Quote from Kingofrunes;977825:
Never said it was an awesome idea and that I would do it. I wouldn't do it. I just was doing a what if discussion. Wondering what it would be like to be in another person's shoes.
But I can see that you clearly don't understand that.
Let us draw an arrow, its direction arbitrary. We will let the substrate upon which the arrow is drawn be time. If, as we travel in the direction of the arrow, we find the material world becoming more and more disorderly, more random, we say the arrow points to the future. If we find more and more the structure and order of the world, we say the arrow points into the past.
It is an impossibility to travel toward the past, and physical matter progresses at whatever pace it may unceasingly toward the future.
Now let us restrict our substrate that we call time. Suppose we only examine the substrate insofar as it occupies or represents the existence of humanity as a species. We can call this new substrate "The History of Humanity" or just "History". Now, if our arrow is parallel to a forward-facing arrow, that is, if it runs contrawise to a past-facing arrow, we can call that arrow "Progress".
As a species, we have always strove to trudge unceasingly as physical matter we are toward the future in a manner we refer to as progress. However, in this case, progress is more arbitrary than future or past, and traveling backwards in progress is not impossible. Consider, though, the analogy of future and progress, of past and degeneration. You can "go back in time", go back in progress, quite easily, but invariably it is the unwise thing to do. It's as if the impossibility of backwards time-travel is so potent, that it even makes itself apparent by analogy.
Imagine you have at your disposal an infinite amount of weightless blocks. You could, given the time, arrange them into many different structures. You could simply form piles, more complex pyramids, or vastly elaborate towers and buildings. If you were allowed to cause blocks to adhere to one another, the complexity to which you could form structures would be increased by powerful magnitudes.
So imagine with these blocks you have built a structure of some kind. The shape and form is arbitrary. If you allow the arrow's substrate to be restricted to only the time you used to build it, you have a time line of the the building's formation; its history, where the forward facing arrow is again progress. The building began as a pile, was arranged into a basic form, was given complex form on top of that, and was finished off with whatever arbitrary decorations you care to imagine it having. You are not so restricted by the physical laws of nature that you cannot return the building to its original state: a pile. (Though this would be traveling backward in progress only, you would not be traveling backward in time.)
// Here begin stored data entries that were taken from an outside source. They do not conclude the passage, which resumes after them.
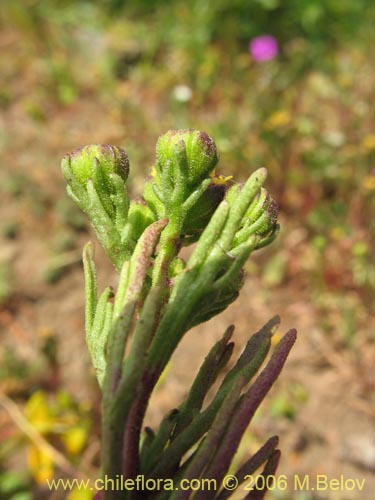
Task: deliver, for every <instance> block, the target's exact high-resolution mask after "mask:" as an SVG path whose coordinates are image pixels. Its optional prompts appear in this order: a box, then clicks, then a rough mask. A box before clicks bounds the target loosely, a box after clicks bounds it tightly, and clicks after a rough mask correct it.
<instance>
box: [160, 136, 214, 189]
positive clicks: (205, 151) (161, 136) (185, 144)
mask: <svg viewBox="0 0 375 500" xmlns="http://www.w3.org/2000/svg"><path fill="white" fill-rule="evenodd" d="M156 159H157V165H156V168H157V170H158V173H161V172H163V171H164V170H165V169H168V170H170V177H171V179H173V180H174V182H176V175H177V174H176V170H177V169H180V172H181V171H182V173H185V175H186V177H187V181H188V183H189V184H197V183H198V182H199V181H201V180H202V179H204V178H205V177H207V176H208V175H209V174H210V172H212V170H213V169H214V168H215V165H216V164H217V162H218V154H217V150H216V145H215V142H214V140H213V139H212V138H211V137H210V136H209V135H208V134H206V133H205V132H200V131H199V130H169V132H167V133H166V134H164V135H162V136H161V137H159V139H158V142H157V145H156ZM176 167H177V169H176Z"/></svg>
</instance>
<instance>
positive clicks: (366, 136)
mask: <svg viewBox="0 0 375 500" xmlns="http://www.w3.org/2000/svg"><path fill="white" fill-rule="evenodd" d="M362 147H363V149H365V150H366V151H373V150H374V149H375V134H368V135H366V136H365V137H364V138H363V140H362Z"/></svg>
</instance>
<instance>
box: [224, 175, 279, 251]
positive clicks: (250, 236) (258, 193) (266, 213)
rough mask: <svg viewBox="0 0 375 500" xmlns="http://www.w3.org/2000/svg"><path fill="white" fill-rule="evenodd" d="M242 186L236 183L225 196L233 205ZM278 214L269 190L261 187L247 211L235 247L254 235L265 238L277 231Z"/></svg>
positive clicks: (240, 190)
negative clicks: (268, 192)
mask: <svg viewBox="0 0 375 500" xmlns="http://www.w3.org/2000/svg"><path fill="white" fill-rule="evenodd" d="M242 188H243V186H242V185H241V184H235V185H234V186H232V187H231V188H230V189H229V190H228V192H227V194H226V196H225V198H226V200H227V201H228V202H229V204H231V205H233V203H234V202H235V200H236V199H237V198H238V196H239V194H240V193H241V190H242ZM277 216H278V206H277V203H276V202H275V200H274V199H273V198H272V196H271V195H270V194H269V193H268V191H267V190H266V189H265V188H263V187H261V188H260V189H259V190H258V192H257V193H256V194H255V196H254V198H253V199H252V201H251V202H250V205H249V207H248V208H247V210H246V212H245V215H244V217H243V219H242V222H241V226H240V228H239V230H238V231H237V233H236V236H235V238H234V247H236V246H238V245H240V244H241V243H244V242H245V241H247V240H248V239H249V238H250V237H251V236H253V235H257V236H259V237H260V238H264V237H266V236H270V235H272V234H273V233H275V231H276V229H277ZM270 242H271V240H270ZM262 246H264V245H262Z"/></svg>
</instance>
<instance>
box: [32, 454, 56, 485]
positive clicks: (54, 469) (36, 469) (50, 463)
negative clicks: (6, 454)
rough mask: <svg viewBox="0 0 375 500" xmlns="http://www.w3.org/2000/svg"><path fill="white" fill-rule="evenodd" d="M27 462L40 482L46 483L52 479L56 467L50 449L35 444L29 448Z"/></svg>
mask: <svg viewBox="0 0 375 500" xmlns="http://www.w3.org/2000/svg"><path fill="white" fill-rule="evenodd" d="M27 462H28V464H29V469H30V472H31V474H32V476H33V478H34V479H35V481H36V482H37V483H39V484H45V482H46V481H47V479H52V478H53V475H54V473H55V467H54V463H53V460H52V457H51V455H50V454H49V453H48V451H44V450H41V449H40V448H37V447H36V446H34V445H30V446H28V448H27Z"/></svg>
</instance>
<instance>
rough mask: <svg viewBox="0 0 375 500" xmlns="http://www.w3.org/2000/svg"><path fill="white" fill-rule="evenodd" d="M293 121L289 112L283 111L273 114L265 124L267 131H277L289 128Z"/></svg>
mask: <svg viewBox="0 0 375 500" xmlns="http://www.w3.org/2000/svg"><path fill="white" fill-rule="evenodd" d="M291 121H292V117H291V116H290V113H289V111H287V110H285V109H282V110H280V111H276V112H275V113H273V114H272V115H271V116H270V117H269V118H268V119H267V120H266V122H265V124H264V127H265V128H266V129H267V130H276V129H278V128H282V127H286V126H288V125H289V124H290V123H291Z"/></svg>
Why would anyone purposefully revert the flow of progress? It makes no logical sense, because you have still exerted all the time and energy required to build a complexity, but what you are left with is little more than what you began with. It is much more effective to have simply not built the structure in the first place. In one case, you expend vast amounts of your time (which you have precious limited little of) and energy (which must be constantly replenished) to produce something that you could have produced by spending zero time, and zero energy. If that's how you care to operate, I can be an infinitely more efficient builder than you by simply calling my starting pile my end product.
The history of the imaginary block building, and the history of humanity are not quite different, and the states therein are analogous to each other. What you suggest is to smash parts of your complex structure away to make your building look similar to a more basic form that it had taken in the past. You suggest working against the stalwart force of progress for reasons quite facetious. It may be true that a more complex building must suffer more complex conditions (such as the strain of bearing its own weight, or resisting the effects of wind, which it is altogether more sensitive to) but the beauty of creating complexity is the solving of these new and delightful problems, not trying to pretend they don't exist by pretending to revert the flow of time.
We can't let the pretense of a hypothetical musing be the excuse to encourage this kind of behavior. The grand imperative of the future-facing arrow demands it so. Why should we be gleeful and happily reminisce about progress past, when we are swept so vigorously toward the future?
It is not the same as fondly recalling memories of mirth, for in those moments we don't wish we could impede or reverse the mighty force of progress, we merely recall the gay feelings we experienced, and the memory of the time enacts a memory of the feelings, so the reminiscing becomes a pleasant act. That too is a progressive action.
To finish off my analogy of the tower, if you continue to strive to let your tower grow, it will reach an inevitability; a certain point where, if it doesn't buckle under the immense strain of its own weight, it will never. After your tower continues to grow, it must either crumble or reach the glorious critical height where it has become so vastly tall that the fantastic revolution of the earth actually causes the tower to exhibit centrifugal forces in great enough display that these forces support the tower itself.
The base of the tower becomes then, not a foundation, but an anchor, and the tower may continue to grow indefinitely and never fear of falling over.